The UAB Acute Chest Pain Center was established in November of 1999 as the first in the state to routinely use sophisticated imaging technology in an emergency setting to help diagnose heart attacks.
UAB physicians will use state-of-the-art technology called myocardial nuclear perfusion imaging (MPI) to assess the heart’s circulation in order to know if a person with angina (chest pain) or other symptoms is having a heart attack.
This technique allows physicians to take an immediate ‘snapshot’ of the heart’s circulation in the emergency department and to identify patients with suspected unstable angina.
The majority of the five million adults who arrive each year in the nation’s emergency departments with chest pain do not have heart disease and are not having a heart attack. The symptoms of heart attack can be difficult to diagnose, however.
MPI uses a scintillation camera to photograph the blood flow in a patient’s heart.
The technology will be available at UAB 24 hours a day, seven days a week to help identify low risk patients who may be treated as outpatients and safely sent home from the Emergency Department.

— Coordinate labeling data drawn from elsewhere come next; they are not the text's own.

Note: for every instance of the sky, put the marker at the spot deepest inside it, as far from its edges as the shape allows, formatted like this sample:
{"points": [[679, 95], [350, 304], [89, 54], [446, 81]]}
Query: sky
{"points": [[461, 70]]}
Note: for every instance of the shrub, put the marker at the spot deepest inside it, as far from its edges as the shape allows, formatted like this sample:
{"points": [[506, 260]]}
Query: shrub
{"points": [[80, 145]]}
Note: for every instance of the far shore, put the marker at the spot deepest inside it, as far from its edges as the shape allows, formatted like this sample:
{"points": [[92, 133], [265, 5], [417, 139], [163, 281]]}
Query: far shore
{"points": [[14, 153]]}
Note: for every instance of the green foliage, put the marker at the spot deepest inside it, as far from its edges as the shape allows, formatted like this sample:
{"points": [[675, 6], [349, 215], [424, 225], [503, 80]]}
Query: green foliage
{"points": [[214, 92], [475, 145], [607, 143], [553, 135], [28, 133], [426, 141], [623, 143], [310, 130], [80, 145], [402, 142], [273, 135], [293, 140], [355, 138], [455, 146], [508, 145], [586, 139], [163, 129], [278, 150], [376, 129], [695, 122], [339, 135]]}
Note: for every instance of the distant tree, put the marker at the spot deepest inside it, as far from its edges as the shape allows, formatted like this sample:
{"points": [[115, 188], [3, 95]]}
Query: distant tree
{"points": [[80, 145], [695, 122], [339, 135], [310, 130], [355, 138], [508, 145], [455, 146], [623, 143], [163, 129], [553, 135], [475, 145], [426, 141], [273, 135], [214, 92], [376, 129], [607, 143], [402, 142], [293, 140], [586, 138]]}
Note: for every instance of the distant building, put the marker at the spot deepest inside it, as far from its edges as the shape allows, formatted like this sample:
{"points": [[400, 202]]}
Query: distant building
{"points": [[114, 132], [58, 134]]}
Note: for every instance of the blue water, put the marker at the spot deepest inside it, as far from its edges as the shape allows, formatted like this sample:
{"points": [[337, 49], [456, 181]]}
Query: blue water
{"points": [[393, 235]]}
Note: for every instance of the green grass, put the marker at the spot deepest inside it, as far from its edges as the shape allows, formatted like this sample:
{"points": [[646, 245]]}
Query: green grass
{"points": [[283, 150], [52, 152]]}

The scintillation camera has been used at UAB in the assessment of coronary artery disease, but will now be used routinely in an emergency setting.
Disciplines across UAB and the regional emergency medical system are working together to make possible these new UAB chest pain protocols. As part of this improved response system, UAB personnel will give routine feedback to emergency personnel who transport patients to UAB.